Ansonsten: immer am Ball bleiben und auch unterbrechen, wenn das Geschildete für keine Tatbestandsvoraussetzung der Prüfungspunkte maßgeblich ist. Vor allem keine reine Wiederholung des Vortrags beim Bundesamt oder der Klagebegründung anhören, wenn der Wahrheitsgehalt nicht mal wirklich zweifelhaft ist. Du musst dir nicht die komplette Geschichte noch mal anhören, du kannst auch konkrete Nachfragen stellen (bitte aber Fortbildungen usw. zu Vernehmungstechnik besuchen, die bei euch hoffentlich angeboten werden).
Wenn du mit verschiedenen Herkunftsländern zu tun hast: Pakete bilden und an einem Tag bzw. in einem Monat nur bestimmte Länder und möglichst auch Themen abarbeiten.
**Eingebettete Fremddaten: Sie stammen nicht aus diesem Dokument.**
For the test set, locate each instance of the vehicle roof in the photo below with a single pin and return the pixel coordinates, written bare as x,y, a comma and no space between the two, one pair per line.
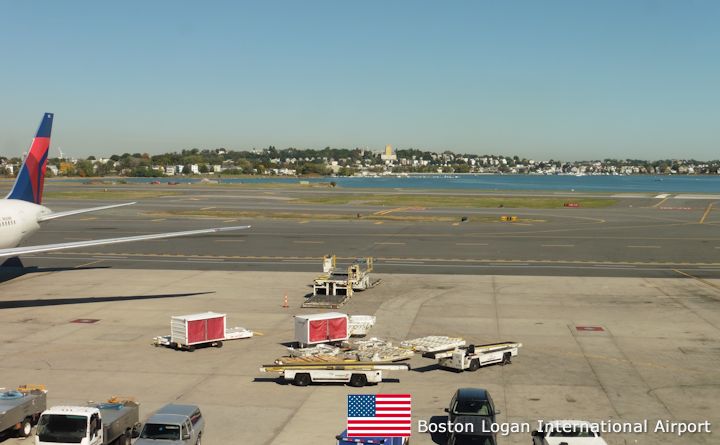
177,410
77,410
172,419
472,394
Mach am Anfang auch bitte nicht den Fehler, die Fälle per se für "einfach" zu halten. Das sind sie häufig nicht mal rechtlich. Und auf Tatsachenebene auch nicht. Was ich teilweise bei juris von Kollegen finde, ist leider abenteuerlich (Textbausteine aus 2021 verwendet, die durch neuere EuGH Rechtsprechung oder BVerwG völlig überholt sind, Tatsachengrundlage von vor 2 Jahren obwohl es erhebliche Änderungen gab etc.).
21.11.2024, 19:46
(21.11.2024, 12:50)Pontifex Maximus schrieb: Auch auf die Gefahr hin, dass es hier wieder ein riesige Diskussion gibt: mMn nach gehört es zu einer stringenten Verhandlungsführung in Asylsachen dazu, für die Entscheidung nicht relevante Sachen sofort abzubinden. Man kann und sollte das natürlich freundlich machen (sofort unterbrechen und zB sagen "Auch wenn es ihnen ein Anliegen ist, kommt es darauf hier und heute nicht an. Wir sprechen heute nur darüber, was ihnen in im Heimatland geschehen ist und sie zur Flucht bewogen hat"), ist als Asylrichter ansonsten aber sicher kein allgemeiner Kummerkasten. Und auch bei den möglicherweise relevanten Schilderungen kann man die Leute anhalten, zum Punkt zu kommen und nicht auszuschweifen. Für alles, was nichts mit dem Prozess zu tun hat, gilt das sowieso. Die Kläger kommen ja zB häufig mit irgendwelchen ausländerrechtlichen Fragen oder so um die Ecke. Unabhängig davon, dass man ohnehin keine Rechtsberatung machen darf, sind dafür die Anwälte zuständig (bzw wären zu fragen, wenn sie keinen haben).+ 1
Du überprüfst ja nur den Bescheid auf seine Rechtmäßigkeit und musst kein 2. Verwaltungsverfahren durchführen.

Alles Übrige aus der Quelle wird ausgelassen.